And why did she suddenly feel as if the world had fallen away beneath her feet?
* * *
Mary had radioed for additional backup and the two officers on duty who’d taken her call helped disperse the rest of the crowd. Another team was sent to scout the entire downtown area, checking for anyone on the run or bearing any resemblance to a beefy man in a hat.
Troy commandeered use of the police vehicle while the pair working the crowd stayed to make sure everyone went on their way, promising to send someone back for them. The other cops on duty only nodded, even as they assured him that they could walk, based on their proximity to the precinct.
Brett and Ember took the cruiser they’d driven over from the precinct to cover off the area around the alley and corresponding routes that fanned out from there. So it was only a matter of settling Evangeline in the back and heading to the GGPD.
He’d been deliberate and careful in his movements and she was obviously uncuffed, but it still struck him that having to sit in the back of a police cruiser might make her feel like a prisoner. She remained quiet on the quick ride, and every time he glanced at her through the rearview mirror her face remained wan and pale, her wide eyes determinedly focused on the still above-average-size crowd out and about downtown Grave Gulch on a Sunday night.

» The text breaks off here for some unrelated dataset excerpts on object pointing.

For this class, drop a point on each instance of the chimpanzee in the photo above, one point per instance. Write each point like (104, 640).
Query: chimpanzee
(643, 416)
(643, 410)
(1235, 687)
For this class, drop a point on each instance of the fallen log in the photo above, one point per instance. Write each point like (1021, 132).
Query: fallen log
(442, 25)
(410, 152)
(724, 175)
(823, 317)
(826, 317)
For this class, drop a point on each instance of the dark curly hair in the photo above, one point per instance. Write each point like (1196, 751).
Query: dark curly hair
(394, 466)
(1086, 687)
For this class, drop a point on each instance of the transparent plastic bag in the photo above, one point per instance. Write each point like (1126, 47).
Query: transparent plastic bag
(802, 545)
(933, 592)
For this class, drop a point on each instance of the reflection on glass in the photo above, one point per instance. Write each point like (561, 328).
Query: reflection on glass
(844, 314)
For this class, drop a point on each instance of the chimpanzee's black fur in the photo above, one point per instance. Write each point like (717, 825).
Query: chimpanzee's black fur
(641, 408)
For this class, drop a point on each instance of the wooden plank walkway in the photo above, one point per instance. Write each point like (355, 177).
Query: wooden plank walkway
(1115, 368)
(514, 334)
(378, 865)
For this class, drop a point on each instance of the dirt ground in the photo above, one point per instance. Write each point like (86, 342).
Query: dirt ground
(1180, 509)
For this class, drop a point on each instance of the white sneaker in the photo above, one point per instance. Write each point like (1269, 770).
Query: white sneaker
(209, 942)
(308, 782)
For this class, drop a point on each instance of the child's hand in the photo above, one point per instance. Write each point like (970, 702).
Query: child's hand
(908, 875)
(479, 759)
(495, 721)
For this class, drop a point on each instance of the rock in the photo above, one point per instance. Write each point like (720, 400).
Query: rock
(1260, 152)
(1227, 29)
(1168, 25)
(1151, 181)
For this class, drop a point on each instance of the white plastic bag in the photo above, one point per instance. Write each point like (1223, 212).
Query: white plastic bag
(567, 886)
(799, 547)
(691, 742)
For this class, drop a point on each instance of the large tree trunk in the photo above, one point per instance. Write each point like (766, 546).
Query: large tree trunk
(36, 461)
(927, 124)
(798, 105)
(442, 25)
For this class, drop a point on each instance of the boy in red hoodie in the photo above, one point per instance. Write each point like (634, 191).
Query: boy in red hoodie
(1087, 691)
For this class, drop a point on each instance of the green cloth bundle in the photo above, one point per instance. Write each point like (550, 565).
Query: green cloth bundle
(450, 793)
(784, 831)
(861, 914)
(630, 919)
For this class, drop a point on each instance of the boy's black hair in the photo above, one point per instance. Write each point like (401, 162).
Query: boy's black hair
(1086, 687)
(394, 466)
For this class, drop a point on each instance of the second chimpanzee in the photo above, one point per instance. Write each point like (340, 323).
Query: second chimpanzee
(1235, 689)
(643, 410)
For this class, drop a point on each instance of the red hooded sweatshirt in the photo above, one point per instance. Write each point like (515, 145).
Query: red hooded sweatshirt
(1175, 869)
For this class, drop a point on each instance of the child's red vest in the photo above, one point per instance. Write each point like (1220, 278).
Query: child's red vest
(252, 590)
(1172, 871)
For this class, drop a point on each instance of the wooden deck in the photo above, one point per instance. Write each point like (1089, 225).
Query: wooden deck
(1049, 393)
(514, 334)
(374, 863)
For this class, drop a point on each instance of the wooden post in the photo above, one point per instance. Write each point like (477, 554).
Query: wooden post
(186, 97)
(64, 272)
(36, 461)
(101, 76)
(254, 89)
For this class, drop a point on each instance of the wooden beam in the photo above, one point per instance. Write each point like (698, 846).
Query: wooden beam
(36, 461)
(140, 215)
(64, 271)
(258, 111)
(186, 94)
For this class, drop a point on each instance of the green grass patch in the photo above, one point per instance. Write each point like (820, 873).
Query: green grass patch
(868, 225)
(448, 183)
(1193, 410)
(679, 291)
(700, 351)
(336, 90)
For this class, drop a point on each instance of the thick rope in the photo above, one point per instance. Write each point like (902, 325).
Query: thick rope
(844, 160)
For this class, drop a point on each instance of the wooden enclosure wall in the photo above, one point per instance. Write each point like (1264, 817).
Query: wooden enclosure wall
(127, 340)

Troy considered what he knew about her, beyond his knowledge of her prowess in the courtroom.
She had been a part of the Grave Gulch County DA’s office for a number of years, her case record impeccable up until the issue with the town serial killer, Len Davison.
Davison’s actions had caught them all off guard, his escalation a situation the GGPD was trying desperately to manage. The entire department had gathered as much information as possible and were all working around the clock to catch the man, but his methods so far had been unpredictable.
So had his connections.
What their chief, Melissa Colton, had originally assumed was mere sloppiness coming out of the CSI department had taken a dark turn earlier in the year. Their chief forensic scientist, Randall Bowe—responsible for working some of the most challenging cases the GGPD managed—had been falsifying evidence. Or flat-out not collecting it.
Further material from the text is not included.